Thay Sovanny made the trip from Preah Vihear province, where he helps protect the sprawling but as-yet unprotected Prey Long Forest.

“Businessmen and companies who get land concessions are destroying the forest, and we see that the Forestry Administration takes no action to stop Try Pheap’s companies from destroying the environment,” he said.

Mr. Pheap owns several land concessions, has the exclusive rights to buy all wood logged on land concessions in Ratanakkiri province, and buys up much of the illegally logged wood seized by authorities and auctioned.

Affected communities and rights groups say the deals are fueling illegal logging across the country, but company officials deny the firm’s involvement in any illicit activity.

Right groups have cited land concessions like Mr.
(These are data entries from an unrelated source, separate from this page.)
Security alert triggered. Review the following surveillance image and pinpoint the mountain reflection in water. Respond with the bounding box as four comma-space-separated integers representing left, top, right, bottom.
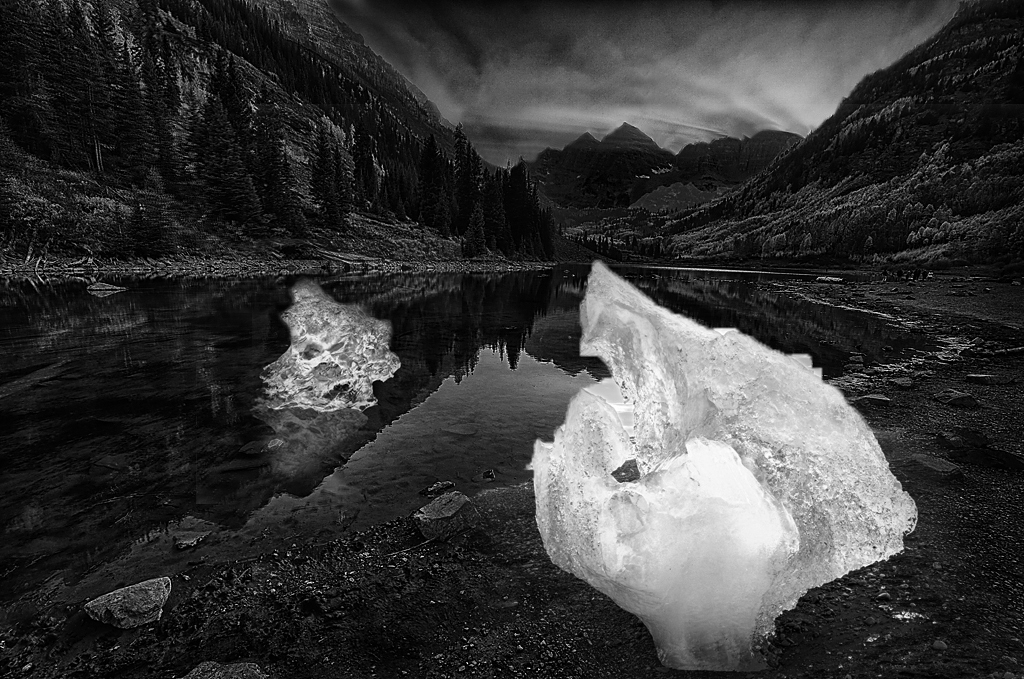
0, 266, 929, 604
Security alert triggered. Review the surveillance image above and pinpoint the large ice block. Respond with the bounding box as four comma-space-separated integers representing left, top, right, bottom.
532, 262, 916, 670
262, 279, 401, 412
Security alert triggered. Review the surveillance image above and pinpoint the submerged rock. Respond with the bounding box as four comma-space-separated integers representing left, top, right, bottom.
532, 263, 918, 671
413, 491, 477, 540
174, 531, 210, 549
913, 454, 964, 480
85, 578, 171, 630
934, 389, 980, 408
182, 661, 267, 679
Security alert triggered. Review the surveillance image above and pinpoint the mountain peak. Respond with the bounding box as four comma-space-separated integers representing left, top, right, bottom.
601, 123, 662, 151
565, 132, 601, 148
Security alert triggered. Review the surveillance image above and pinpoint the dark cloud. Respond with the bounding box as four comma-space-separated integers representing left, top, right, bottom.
330, 0, 956, 165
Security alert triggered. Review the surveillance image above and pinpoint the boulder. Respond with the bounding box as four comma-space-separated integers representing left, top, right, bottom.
913, 455, 964, 480
934, 389, 980, 408
413, 491, 478, 540
85, 578, 171, 630
183, 661, 267, 679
Pheap’s, handed out to industrial scale agri-business firms, as one of the key drivers of both deforestation and forced evictions in the country. In November, an American university’s analysis of U.S. satellite data indicated that Cambodia had the fifth highest rate of forest loss in the world.

The government claims to want to protect the country’s forests with the help of carbon credits, essentially selling the carbon locked up in its trees to environmentally conscious firms abroad looking to offset their emissions.

But what should soon be Cambodia’s first carbon trading forest, in Oddar Meanchey province, is disappearing fast to desperate farmers, illegal loggers and soldiers building new bases and garrisons, according to the communities who are trying to keep the trees standing and say the project is all but doomed.

At Thursday’s protest, military police stopped the activists from marching to the Environment Ministry from where they had gathered near the Russian Embassy, but let a small group of them deliver their petition.

Environment Ministry officials meanwhile marked the day in coastal Kep province by focusing on the coming rise of sea levels being driven by global climate change.

Provincial Governor Ken Satha, who attended the event, defended the choice of topic.

“It is not only one thing, like cutting down trees, that is involved in climate change,” he said. “There are many factors, like rising temperatures and greenhouse gases.”

He said Environment Ministry secretary of state Sabou Ousano was on hand to deliver a speech to a crowd of about 500 locals, students and officials on the government’s efforts to combat and prepare for climate change. He also helped to plant 200 new trees.